For every antique furniture, their history elevates their value. This doesn’t, however, mean that they should maintain their place and position forever. It makes a huge difference reshuffling them around the house.

For example, you can have antique pieces that have historically been in the bedroom relocated to the living room, and they would give a totally different, beautiful and perfect look in their new space.

10. Add appropriate textiles

Hand-knotted carpets, shag-pile rags and animal printed carpets among others, are all vintage textiles that add a sense of timelessness to your blended space.

Depending on the furniture you have in the room, this dictates the kind of textile you should have on the floor, such as earth-toned carpets to match brightly colored furniture pieces.

11. Pick a dominant wood tone

It is common to find furniture of different wood textures in a single room, but choosing a dominant wood tone connects them all as the focal point.

Wood tones can either be warm, cool, or neutral. Warm tones are those with yellow, red and orange.

Cool tones are those green, blue or greyish in color while those that are neutral are beige, and they go with both cool and warm tones of wood.

If you have a wooden floor, this would be a good focal tone to start with and should be used as a reference in choosing other furniture tones.

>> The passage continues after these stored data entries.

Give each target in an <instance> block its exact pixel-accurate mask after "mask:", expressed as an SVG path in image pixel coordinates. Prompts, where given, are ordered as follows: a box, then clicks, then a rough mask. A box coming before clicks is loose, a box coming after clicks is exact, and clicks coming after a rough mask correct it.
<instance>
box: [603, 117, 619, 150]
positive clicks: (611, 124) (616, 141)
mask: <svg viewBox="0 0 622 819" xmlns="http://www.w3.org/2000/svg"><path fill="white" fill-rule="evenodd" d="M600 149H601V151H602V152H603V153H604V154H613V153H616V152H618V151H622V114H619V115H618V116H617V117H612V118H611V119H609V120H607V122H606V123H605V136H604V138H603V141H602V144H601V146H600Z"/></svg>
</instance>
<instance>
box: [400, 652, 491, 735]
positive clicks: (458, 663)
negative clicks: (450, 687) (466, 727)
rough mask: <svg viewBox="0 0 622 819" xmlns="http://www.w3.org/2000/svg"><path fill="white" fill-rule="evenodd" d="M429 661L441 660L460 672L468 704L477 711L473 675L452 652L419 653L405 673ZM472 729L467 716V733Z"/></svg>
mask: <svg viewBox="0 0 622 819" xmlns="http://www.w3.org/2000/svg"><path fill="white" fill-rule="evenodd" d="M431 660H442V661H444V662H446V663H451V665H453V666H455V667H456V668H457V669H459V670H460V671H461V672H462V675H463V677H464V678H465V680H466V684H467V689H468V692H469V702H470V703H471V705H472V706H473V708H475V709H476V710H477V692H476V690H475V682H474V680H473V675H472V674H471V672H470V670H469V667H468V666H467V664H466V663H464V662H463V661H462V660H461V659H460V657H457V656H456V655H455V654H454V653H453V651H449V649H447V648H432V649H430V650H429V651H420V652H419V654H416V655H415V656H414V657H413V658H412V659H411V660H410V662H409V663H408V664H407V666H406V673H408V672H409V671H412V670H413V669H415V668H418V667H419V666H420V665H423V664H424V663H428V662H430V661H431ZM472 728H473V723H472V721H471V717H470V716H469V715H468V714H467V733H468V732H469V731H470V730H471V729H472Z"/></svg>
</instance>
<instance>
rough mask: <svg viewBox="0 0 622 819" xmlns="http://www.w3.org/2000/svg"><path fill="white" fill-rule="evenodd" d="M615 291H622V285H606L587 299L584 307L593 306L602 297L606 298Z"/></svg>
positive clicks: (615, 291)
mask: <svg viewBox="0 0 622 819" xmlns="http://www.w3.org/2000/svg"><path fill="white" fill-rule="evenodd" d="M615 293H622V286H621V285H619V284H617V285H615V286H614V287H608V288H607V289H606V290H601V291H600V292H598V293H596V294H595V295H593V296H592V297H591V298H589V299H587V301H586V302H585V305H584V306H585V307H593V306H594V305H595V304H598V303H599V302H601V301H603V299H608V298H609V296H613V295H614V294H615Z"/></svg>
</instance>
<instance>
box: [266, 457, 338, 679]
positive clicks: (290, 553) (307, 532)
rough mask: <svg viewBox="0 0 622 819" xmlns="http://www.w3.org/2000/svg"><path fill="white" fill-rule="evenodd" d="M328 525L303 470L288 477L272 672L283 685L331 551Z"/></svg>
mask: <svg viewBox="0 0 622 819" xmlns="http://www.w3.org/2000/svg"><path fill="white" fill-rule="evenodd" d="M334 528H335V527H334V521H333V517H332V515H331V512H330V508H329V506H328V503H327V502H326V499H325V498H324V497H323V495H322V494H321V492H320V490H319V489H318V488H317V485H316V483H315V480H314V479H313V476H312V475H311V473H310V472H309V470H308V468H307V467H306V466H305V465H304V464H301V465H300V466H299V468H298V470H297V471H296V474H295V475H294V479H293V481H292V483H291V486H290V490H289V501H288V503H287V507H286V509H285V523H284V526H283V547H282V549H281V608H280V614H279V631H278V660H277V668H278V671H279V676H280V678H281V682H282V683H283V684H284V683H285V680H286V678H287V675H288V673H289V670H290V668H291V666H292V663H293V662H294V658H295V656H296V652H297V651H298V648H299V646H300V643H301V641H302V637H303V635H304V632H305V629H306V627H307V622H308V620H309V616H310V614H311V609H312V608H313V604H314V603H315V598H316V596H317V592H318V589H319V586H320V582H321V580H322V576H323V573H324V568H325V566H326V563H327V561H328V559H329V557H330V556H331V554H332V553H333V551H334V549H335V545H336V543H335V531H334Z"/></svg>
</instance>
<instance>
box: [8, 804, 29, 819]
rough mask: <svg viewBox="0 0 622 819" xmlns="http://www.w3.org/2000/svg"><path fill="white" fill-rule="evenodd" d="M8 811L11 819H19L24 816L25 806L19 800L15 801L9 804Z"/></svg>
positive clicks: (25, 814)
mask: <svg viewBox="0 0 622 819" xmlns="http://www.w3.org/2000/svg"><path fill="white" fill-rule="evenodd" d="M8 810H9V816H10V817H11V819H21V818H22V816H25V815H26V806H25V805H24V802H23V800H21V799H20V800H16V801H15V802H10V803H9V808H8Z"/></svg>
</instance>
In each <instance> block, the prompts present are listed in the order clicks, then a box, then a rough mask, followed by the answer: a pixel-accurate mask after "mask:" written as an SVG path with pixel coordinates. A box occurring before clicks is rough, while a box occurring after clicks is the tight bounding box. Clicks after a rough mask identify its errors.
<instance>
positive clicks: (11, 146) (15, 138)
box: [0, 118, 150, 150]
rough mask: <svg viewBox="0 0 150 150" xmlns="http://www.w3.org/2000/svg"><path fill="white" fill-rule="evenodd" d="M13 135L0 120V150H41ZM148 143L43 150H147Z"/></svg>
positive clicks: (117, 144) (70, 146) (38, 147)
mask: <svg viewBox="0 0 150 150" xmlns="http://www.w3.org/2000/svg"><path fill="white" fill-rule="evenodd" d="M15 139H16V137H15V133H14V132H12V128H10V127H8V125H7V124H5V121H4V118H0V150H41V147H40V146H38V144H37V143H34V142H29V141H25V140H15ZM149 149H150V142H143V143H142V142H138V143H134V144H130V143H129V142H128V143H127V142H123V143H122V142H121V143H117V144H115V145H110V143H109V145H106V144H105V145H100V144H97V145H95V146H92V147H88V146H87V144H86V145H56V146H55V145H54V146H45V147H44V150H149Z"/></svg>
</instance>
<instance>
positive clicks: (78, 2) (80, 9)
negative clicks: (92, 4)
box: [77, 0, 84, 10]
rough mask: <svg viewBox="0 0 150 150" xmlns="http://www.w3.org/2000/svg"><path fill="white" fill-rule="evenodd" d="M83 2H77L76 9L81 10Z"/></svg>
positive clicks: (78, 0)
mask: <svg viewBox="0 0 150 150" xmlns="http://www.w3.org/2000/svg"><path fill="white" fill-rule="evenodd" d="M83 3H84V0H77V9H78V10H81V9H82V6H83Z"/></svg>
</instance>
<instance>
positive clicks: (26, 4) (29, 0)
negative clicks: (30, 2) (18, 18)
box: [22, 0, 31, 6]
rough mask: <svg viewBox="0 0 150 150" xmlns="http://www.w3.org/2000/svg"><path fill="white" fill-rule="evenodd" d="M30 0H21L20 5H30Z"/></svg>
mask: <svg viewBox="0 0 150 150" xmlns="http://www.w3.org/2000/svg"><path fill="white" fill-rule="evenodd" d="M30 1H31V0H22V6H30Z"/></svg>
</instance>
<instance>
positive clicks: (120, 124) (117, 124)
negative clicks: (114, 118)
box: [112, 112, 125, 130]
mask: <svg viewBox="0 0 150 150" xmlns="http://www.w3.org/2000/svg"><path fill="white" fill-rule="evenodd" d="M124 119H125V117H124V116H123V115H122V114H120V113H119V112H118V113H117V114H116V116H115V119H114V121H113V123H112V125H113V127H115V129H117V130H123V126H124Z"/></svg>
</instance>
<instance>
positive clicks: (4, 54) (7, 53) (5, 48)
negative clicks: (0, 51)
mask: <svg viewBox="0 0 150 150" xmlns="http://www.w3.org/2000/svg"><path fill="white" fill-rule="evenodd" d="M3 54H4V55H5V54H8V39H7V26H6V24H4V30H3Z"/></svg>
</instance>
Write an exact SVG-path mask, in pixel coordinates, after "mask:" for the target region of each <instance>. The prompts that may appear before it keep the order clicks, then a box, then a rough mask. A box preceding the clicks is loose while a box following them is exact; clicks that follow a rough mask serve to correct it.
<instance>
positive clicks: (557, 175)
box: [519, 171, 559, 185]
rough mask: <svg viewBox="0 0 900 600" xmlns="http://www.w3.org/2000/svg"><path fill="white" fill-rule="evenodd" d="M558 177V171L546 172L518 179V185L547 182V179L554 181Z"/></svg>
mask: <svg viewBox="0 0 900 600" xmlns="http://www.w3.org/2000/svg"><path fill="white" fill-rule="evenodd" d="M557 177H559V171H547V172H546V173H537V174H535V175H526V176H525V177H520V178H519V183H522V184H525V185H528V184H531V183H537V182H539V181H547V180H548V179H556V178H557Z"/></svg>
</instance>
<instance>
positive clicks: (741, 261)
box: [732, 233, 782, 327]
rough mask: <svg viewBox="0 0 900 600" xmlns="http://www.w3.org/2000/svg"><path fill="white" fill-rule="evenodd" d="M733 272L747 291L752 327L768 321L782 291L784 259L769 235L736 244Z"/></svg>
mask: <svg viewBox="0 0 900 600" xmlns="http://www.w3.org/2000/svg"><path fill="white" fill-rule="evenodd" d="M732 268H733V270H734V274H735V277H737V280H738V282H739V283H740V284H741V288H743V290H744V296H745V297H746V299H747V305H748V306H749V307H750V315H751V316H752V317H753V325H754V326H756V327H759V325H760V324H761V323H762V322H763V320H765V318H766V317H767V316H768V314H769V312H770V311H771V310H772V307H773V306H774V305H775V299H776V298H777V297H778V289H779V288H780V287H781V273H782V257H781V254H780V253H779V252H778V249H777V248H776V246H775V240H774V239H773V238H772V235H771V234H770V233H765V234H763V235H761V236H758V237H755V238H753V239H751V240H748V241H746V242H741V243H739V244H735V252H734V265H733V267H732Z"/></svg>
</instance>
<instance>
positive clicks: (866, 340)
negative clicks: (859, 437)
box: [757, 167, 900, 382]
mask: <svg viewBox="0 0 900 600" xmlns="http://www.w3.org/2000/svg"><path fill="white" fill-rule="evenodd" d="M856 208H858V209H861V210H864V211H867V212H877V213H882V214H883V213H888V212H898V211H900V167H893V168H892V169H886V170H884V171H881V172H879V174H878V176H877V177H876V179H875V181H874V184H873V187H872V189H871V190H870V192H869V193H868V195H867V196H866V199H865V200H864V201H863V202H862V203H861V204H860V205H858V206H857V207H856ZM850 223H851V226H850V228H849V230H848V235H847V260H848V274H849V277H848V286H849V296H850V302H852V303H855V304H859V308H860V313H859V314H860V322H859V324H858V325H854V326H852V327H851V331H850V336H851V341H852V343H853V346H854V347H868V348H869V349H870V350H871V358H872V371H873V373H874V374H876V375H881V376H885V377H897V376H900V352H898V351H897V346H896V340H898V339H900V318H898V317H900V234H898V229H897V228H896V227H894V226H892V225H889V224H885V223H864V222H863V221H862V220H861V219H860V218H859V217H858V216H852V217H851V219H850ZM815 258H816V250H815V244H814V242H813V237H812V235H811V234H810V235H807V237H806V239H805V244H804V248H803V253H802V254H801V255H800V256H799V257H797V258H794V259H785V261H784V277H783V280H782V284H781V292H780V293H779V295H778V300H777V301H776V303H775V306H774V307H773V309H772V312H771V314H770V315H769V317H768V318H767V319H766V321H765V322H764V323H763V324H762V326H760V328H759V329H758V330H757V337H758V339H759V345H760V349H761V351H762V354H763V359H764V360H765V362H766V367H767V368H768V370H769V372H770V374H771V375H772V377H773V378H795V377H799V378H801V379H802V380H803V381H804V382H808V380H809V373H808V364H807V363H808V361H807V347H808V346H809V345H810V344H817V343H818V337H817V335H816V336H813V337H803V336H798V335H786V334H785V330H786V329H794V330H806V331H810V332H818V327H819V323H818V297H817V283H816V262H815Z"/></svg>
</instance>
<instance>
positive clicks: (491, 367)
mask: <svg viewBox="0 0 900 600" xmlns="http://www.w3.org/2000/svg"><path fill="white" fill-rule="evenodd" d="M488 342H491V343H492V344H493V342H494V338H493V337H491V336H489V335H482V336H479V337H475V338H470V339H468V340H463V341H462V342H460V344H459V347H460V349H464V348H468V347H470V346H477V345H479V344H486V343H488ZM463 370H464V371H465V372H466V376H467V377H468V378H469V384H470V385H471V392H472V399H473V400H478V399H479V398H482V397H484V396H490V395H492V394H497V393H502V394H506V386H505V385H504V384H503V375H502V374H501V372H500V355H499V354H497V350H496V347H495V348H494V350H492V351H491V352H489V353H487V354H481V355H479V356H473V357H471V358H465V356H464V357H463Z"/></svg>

vintage living room with standing out table

12. Let the odd piece shine

Odd one out pieces are common, especially in vintage furniture. For them to shine, they should be used as the focal point in the room, and every other piece should be placed appropriately in a way that recognizes the focal piece.

Take an example of an old wooden mahogany table amongst modern sofas or chairs. The table should be placed at the center of the living room with the chairs and other furniture pieces around it, to make it conspicuous. 

Conclusion

When blending modern and antique furniture, creativity is highly rewarded, as long as the designer does not over-do one style, or maybe lean too much on a color or design.

The blended space should be carefully attained also, with the help of an expert depending on the taste of the space owner.

It won’t make sense to have a fully blended space and have the owner dislike it because he/she would have preferred having their space in a different manner.